Joe Scarborough claimed: "Mr. President, I was talking to Mika's daughters this weekend and trying to explain the impact that you all had on the world and talking about the Middle East. You hear about the Middle East peace. But you know, President Carter's peace efforts between Israel and Egypt prevented a ground war in the Middle East for 40 years."
And it's quite arguable that Camp David actually set the stage for all those things. As the late Eqbal Ahmad stated in 1990 (at an event I attended):
There has been nothing (that I have seen) in the media about what compels Saddam Hussein's extraordinary ambitions. ... What has suddenly in 1990 compelled his ambition, that requires 350,000 American troops to control? What did it?No one has named the Camp David Accords. And Saddam Hussein's ambitions are directly attributable to the Camp David Accords. I won't go into details of it — just in two sentences, remember the following. Since the decline of the Ottoman Empire (in other words, since the beginning of the 19th Century) Egypt has played the role of the regional influential in the Arab World. Politically, culturally, even militarily, Egypt has led the Arab World (and ideologically). The Camp David Accords' supreme achievement was to isolate Egypt from its Arab milieu.When Anwar Sadat signed that piece of paper, his hope had been that this would lead to the return of Egyptian territory to Egypt. Occupied territories, one (which he did get). And two, a modicum of justice for the Palestinians. So that, over time his isolation will be ameliorated. And that minimum that was promised to Sadat in the Camp David Accords was not honored. In fact, the maximum was dishonored.To remind you of one reality alone, Carter, and Saunders, and William B. Quandt — the three American negotiators from top to the bottom (with Carter at the top, Saunders in the middle, and Quandt at the bottom) — have testified and recorded in their books that in the last three days of the Camp David negotiations, the negotiations had broken down on one issue. And the issue was Sadat's insistence that there should be written in the Camp David Accords that Israel will put up no more settlements in the West Bank and Gaza. And Begin would say, "I am willing to agree on it informally, but won't do it in writing." And Carter weighs in and says, "You must understand Begin's difficult position. I give you guarantee that there will be no settlements. ...Now, obviously, Camp David meant moral, ideological, political isolation of Egypt from its Arab milieu. There would be a political vacuum in the Middle East after Camp David. And smaller players — like Syria and Iraq — would love, would aim at, would have the ambition, to fill that vacuum.
Similarly, the late Patrick Seale wrote in 2011 in "The future of the (de)stabilizing Egypt-Israel Peace Treaty":
All these factors deflated Arab Nationalism and ultimately opened the way for Saudi dominance of much of the region. This helped lead to the collapse of the three other major secular states in the region: Iraq, Syria and Libya. Egypt itself has been relegated to the role of puppet police state and may descend further given the current dynamics.By removing Egypt — the strongest and most populous of the Arab countries — from the Arab line-up, the treaty ruled out any possibility of an Arab coalition that might have contained Israel or restrained its freedom of action. As Israeli Foreign Minister Moshe Dayan remarked at the time: "If a wheel is removed, the car will not run again."

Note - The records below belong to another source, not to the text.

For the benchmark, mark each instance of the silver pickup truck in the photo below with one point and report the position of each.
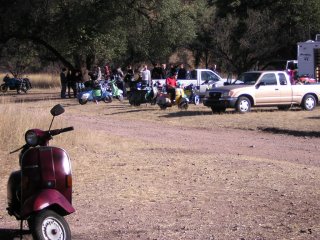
(262, 88)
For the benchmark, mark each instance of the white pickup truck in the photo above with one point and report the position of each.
(201, 78)
(262, 88)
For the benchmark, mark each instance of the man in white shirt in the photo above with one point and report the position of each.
(145, 76)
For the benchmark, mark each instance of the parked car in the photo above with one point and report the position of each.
(203, 79)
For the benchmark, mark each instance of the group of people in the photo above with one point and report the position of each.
(72, 80)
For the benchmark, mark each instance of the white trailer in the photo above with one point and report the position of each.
(309, 58)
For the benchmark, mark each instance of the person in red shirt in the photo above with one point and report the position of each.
(171, 84)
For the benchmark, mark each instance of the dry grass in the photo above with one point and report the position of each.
(117, 180)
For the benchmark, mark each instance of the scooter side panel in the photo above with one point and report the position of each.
(46, 199)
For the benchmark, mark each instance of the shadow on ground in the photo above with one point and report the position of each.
(14, 234)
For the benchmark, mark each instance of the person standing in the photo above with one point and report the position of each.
(64, 81)
(145, 76)
(71, 83)
(182, 72)
(107, 72)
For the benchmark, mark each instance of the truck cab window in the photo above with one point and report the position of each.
(209, 76)
(268, 79)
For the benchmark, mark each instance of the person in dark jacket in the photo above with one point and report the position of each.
(63, 80)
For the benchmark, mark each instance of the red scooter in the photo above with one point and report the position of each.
(41, 191)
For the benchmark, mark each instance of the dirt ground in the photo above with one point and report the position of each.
(152, 178)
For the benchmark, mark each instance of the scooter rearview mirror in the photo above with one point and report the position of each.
(57, 110)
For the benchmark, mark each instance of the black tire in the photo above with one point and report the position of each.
(3, 88)
(218, 109)
(243, 105)
(82, 102)
(196, 100)
(309, 102)
(120, 98)
(284, 107)
(47, 224)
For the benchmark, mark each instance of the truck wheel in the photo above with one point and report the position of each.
(82, 102)
(49, 225)
(218, 109)
(196, 100)
(243, 105)
(309, 102)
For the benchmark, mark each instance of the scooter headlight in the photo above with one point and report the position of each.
(31, 138)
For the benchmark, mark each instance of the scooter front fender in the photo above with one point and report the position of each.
(45, 199)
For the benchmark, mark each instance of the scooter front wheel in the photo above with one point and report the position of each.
(120, 98)
(48, 225)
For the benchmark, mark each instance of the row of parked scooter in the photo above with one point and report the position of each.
(138, 94)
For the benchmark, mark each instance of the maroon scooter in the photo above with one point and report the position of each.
(41, 191)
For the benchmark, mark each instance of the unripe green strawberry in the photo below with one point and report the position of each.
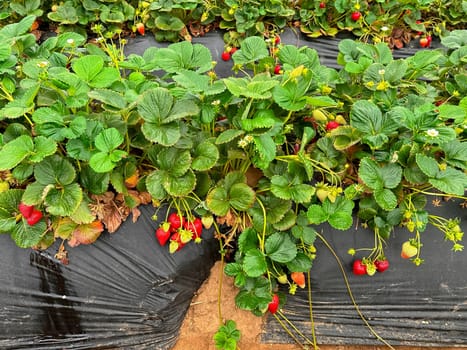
(282, 279)
(408, 250)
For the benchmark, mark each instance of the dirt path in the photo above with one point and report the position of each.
(202, 321)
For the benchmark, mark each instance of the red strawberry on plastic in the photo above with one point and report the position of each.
(175, 243)
(298, 278)
(382, 265)
(331, 125)
(140, 28)
(225, 56)
(195, 226)
(358, 267)
(176, 221)
(25, 210)
(408, 250)
(34, 218)
(355, 16)
(274, 304)
(162, 235)
(277, 69)
(424, 42)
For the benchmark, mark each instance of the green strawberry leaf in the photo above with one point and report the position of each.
(205, 156)
(26, 236)
(154, 184)
(184, 56)
(241, 196)
(15, 151)
(450, 181)
(385, 198)
(280, 248)
(174, 161)
(63, 201)
(228, 135)
(255, 295)
(254, 263)
(429, 166)
(55, 170)
(179, 186)
(9, 201)
(301, 263)
(291, 189)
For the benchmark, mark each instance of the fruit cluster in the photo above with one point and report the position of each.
(30, 213)
(369, 267)
(178, 231)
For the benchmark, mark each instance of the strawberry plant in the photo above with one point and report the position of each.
(88, 135)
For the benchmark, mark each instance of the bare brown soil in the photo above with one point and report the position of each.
(202, 321)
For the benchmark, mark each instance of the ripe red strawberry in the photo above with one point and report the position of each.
(140, 28)
(298, 278)
(278, 69)
(25, 210)
(225, 56)
(162, 235)
(358, 267)
(175, 243)
(274, 304)
(382, 265)
(355, 16)
(176, 221)
(331, 125)
(195, 226)
(424, 42)
(34, 218)
(408, 250)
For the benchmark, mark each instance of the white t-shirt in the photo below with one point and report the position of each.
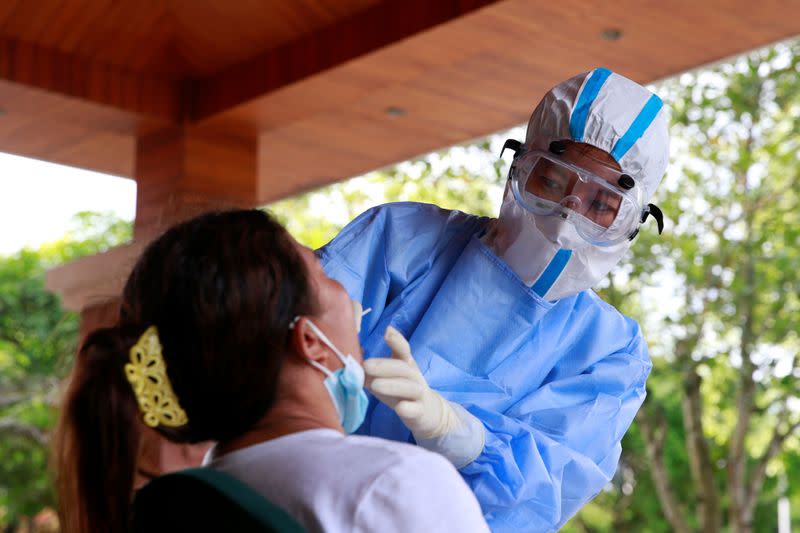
(330, 482)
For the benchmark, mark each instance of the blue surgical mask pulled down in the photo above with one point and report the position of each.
(345, 385)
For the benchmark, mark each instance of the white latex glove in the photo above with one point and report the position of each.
(398, 383)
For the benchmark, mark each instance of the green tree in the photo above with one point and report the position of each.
(728, 333)
(37, 340)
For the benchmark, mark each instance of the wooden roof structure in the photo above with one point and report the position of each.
(248, 101)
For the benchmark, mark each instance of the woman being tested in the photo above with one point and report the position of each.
(230, 331)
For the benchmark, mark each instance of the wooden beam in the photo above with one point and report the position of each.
(89, 85)
(367, 31)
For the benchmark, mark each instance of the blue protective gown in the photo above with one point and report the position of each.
(556, 385)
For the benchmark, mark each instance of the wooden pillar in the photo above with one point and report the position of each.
(181, 173)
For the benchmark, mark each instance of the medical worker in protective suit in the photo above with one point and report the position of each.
(513, 368)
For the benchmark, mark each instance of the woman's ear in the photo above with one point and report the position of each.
(307, 344)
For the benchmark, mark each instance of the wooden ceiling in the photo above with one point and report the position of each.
(172, 38)
(313, 79)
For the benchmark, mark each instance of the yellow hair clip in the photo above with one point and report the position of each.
(147, 374)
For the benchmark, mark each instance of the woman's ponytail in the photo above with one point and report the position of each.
(97, 438)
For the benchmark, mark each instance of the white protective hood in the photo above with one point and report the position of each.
(610, 112)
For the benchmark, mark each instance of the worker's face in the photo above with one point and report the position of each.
(335, 314)
(551, 181)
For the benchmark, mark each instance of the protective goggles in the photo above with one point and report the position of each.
(604, 205)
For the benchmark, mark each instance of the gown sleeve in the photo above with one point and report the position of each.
(555, 449)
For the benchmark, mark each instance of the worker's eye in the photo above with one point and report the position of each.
(601, 206)
(550, 184)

Western commentators routinely describe the treaty as a "pillar of regional stability," a "keystone of Middle East diplomacy," a "centerpiece of America’s diplomacy" in the Arab and Muslim world. This is certainly how Israel and its American friends have seen it.
But for most Arabs, it has been a disaster. Far from providing stability, it exposed them to Israeli power. Far from bringing peace, the treaty ensured an absence of peace, since a dominant Israel saw no need to compose or compromise with Syria or the Palestinians.
Instead, the treaty opened the way for Israeli invasions, occupations and massacres in Lebanon and the Palestinian territories, for strikes against Iraqi and Syrian nuclear sites, for brazen threats against Iran, for the 44-year occupation of the West Bank and the cruel blockade of Gaza, and for the pursuit of a "Greater Israel" agenda by fanatical Jewish settlers and religious nationalists.
In turn, Arab dictators, invoking the challenge they faced from an aggressive and expansionist Israel, were able to justify the need to maintain tight control over their populations by means of harsh security measures.